La rencontre, en 1949, de Freinet et de Fernand Oury, fut un peu celle du rat des champs et du rat des villes... Militant communiste de base (même si son parti finira par trouver ses théories un peu trop révolutionnaires...), « artisan pédagogue », persuadé de la prédominance du matériel et du savoir-faire dans les relations d'enseignement, Freinet n'a d'autres soucis, quant aux relations intergroupe, au sein de la classe, que celui d'instaurer un climat de « camaraderie »...

Enseignant spécialisé, Fernand Oury (qui adhère à I'ICEM* dès 1949) va rester pendant plusieurs années un simple et « fidèle » instituteur « freinetique »... Mais si les partisans de la pédagogie institutionnelle sont d'accord avec Freinet pour dire que « L'école actuelle est fille et servante du capitalisme », ils veulent enrichir leur approche des relations de pouvoir et d'autorité au sein de la classe, notamment en prenant en compte les enjeux qui ne sont pas revendiqués, parce que souvent inconscients : « Reconnu ou nié, l'inconscient est dans la classe et parle... Mieux vaut l'entendre que le subir ». Cette réflexion ne portait pas simplement sur le groupe-classe : rapports « maître-élève », élèves-élèves, mais aussi sur la société elle-même, dont cette classe fait partie (pathoplastie, « influence des entours » selon Jean Oury).

Après avoir été « exclu » de l'ICEM, (Freinet voyait d'un très mauvais œil ceux qui, avec Fonvieille, estimait que les techniques Freinet étaient un moyen d'interroger l'institution, et non un idéal à institutionnaliser), Fernand Oury s'investira donc dans une pédagogie institutionnelle qui a bien cerné de sérieuses limites au fonctionnement « paritaire » des « classes Freinet » : on peut ainsi citer sa réflexion sur les conseils de classes, où peut régner la peur de « mal penser ». On sait ce qu'il faut dire et ce qu'il ne faut pas dire ! Il s'interrogera également sur la possible incarnation, dans ces classes modernes, d'un « maitre-copain », qui demande à « se faire aimer »...

De manière générale, « [...] ce qui rapproche psychothérapie et pédagogie institutionnelle, c'est d'abord leur position de contestation des structures concentrationnaires et hiérarchisées », c'est pourquoi le journal imprimé, le conseil d'élèves, le partage des tâches et de responsabilités sont considérés comme des médiations, à savoir ce qui relie, sépare, interdit les affrontements sans recours, permet les actions sur quelque chose.

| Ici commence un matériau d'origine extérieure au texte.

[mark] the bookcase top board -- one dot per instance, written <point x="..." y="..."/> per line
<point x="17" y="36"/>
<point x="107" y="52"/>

On essaye dès lors d'éviter les « faces à faces meurtriers » (toi ou moi), pour retrouver des « corps à corps émouvants » (toi et moi).

Freinet s'était toujours méfié des théoriciens de l'éducation... et si, on l'a vu, ce parti pris n'était pas sans mauvaise foi, il avait, aussi, bien su anticiper le possible côté « laboratoire permanent » des classes où l'on peut facilement se sentir en perpétuelle évaluation ou même auto-évaluation... Dans des classes se revendiquant de cette pédagogie, acquis scolaires et comportements personnels sont rituellement et quotidiennement commentés par le groupe. On cherche souvent à équilibrer les rapports de pouvoir au sein du groupe, mais l'individu n'a pas d'issue pour échapper au regard, au jugement du groupe, puisque tout conflit, toute déviance se retrouve toujours pris en charge par le collectif...

Une école qui ne sera pas au service de la société capitaliste, où l'on saura prendre en compte l'inconscient, où les relations de pouvoir au sein du groupe seront « médiatisées », mais où on préservera l'individu(e) au maximum, du poids du collectif. C'est peut-être l'école à construire, le cauchemar d'un Claude Allègre.